Overview
The Chat Application is the simplest application type in Nadoo AI. It wraps a single AI model with optional knowledge bases and tools into a conversational agent that responds to user messages in real time. Chat Apps are ideal for customer support bots, internal Q&A assistants, and any use case where a direct conversation with an LLM is the core interaction.Creating a Chat App
Write a System Prompt
Define the agent’s persona, instructions, and behavioral guidelines in the system prompt.
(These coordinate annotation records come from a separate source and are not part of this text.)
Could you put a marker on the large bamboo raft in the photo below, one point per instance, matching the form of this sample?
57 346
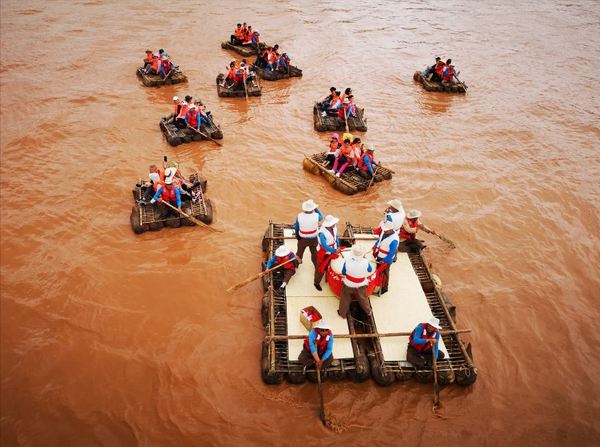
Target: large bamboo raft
151 80
244 50
350 181
148 217
276 75
253 88
332 123
176 136
373 356
437 86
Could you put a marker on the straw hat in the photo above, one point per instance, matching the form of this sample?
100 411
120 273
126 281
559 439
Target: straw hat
330 221
321 324
434 322
396 204
413 214
282 251
309 206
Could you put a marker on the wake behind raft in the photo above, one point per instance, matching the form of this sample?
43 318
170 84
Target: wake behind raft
413 297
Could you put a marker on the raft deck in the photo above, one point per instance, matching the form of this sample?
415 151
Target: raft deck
437 86
176 136
350 182
412 298
333 122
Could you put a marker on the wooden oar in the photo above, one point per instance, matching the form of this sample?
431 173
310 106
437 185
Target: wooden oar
207 136
192 218
320 387
373 335
258 276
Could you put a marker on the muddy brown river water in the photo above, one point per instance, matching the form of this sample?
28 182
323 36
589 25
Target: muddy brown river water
112 339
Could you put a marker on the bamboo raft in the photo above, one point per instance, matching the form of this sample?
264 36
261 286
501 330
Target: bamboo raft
253 88
437 86
333 123
244 50
148 217
350 181
276 75
151 80
362 357
176 136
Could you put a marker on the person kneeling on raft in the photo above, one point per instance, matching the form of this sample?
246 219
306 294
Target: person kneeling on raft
423 344
318 346
284 254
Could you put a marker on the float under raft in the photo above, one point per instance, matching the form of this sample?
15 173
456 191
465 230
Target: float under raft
350 182
252 86
413 297
176 136
333 122
437 86
244 50
152 80
148 217
276 75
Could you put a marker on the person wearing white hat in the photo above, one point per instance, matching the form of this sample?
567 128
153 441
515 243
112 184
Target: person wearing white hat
384 252
284 254
421 341
355 273
328 248
318 346
306 227
408 231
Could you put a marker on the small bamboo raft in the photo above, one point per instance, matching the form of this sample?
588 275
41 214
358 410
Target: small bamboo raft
366 348
152 80
350 181
244 50
276 75
151 218
437 86
176 136
333 122
253 88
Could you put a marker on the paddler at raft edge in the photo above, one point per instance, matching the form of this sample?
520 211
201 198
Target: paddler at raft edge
318 346
384 252
283 254
355 273
422 338
329 247
306 227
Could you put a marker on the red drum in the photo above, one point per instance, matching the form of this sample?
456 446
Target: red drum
334 274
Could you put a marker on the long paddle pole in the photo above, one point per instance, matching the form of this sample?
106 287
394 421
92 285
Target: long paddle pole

Attach Knowledge Bases (Optional)
Connect one or more knowledge bases to enable retrieval-augmented generation.
Model Configuration
The model configuration controls how the LLM generates responses. These settings are available in the application’s Model tab.| Parameter | Default | Description |
|---|---|---|
| Model | — | The AI model to use (e.g., gpt-4o, claude-3.5-sonnet, gemini-pro) |
| System Prompt | — | Instructions that define the agent’s persona, tone, and behavior |
| Temperature | 0.7 | Controls randomness. 0 = deterministic, 1 = highly creative |
| Max Tokens | 4096 | Maximum number of tokens the model can generate per response |
| Top P | 1.0 | Nucleus sampling threshold. Lower values restrict the token pool for more focused output |
System Prompt
The system prompt is the most important configuration for a Chat App. It defines who the agent is, what it should do, and how it should behave.- Be specific — clearly state the agent’s role, domain, and boundaries
- Set guardrails — define what the agent should and should not do
- Reference tools — if you attach tools, explain when the agent should use them
- Structure with sections — use headers and bullet points for complex instructions
Conversation Memory
Memory allows the agent to recall earlier messages in the conversation. Nadoo AI supports two memory strategies for Chat Apps.Buffer Memory
Retains the last N messages in their original form. Simple and effective for short to medium conversations.Summary Memory
Condenses older messages into a running summary while keeping recent messages intact. Effective for long conversations where full history would exceed the model’s context window.Choose Buffer Memory for most use cases. Switch to Summary Memory when conversations routinely exceed 30+ turns or when you need to preserve context over long sessions.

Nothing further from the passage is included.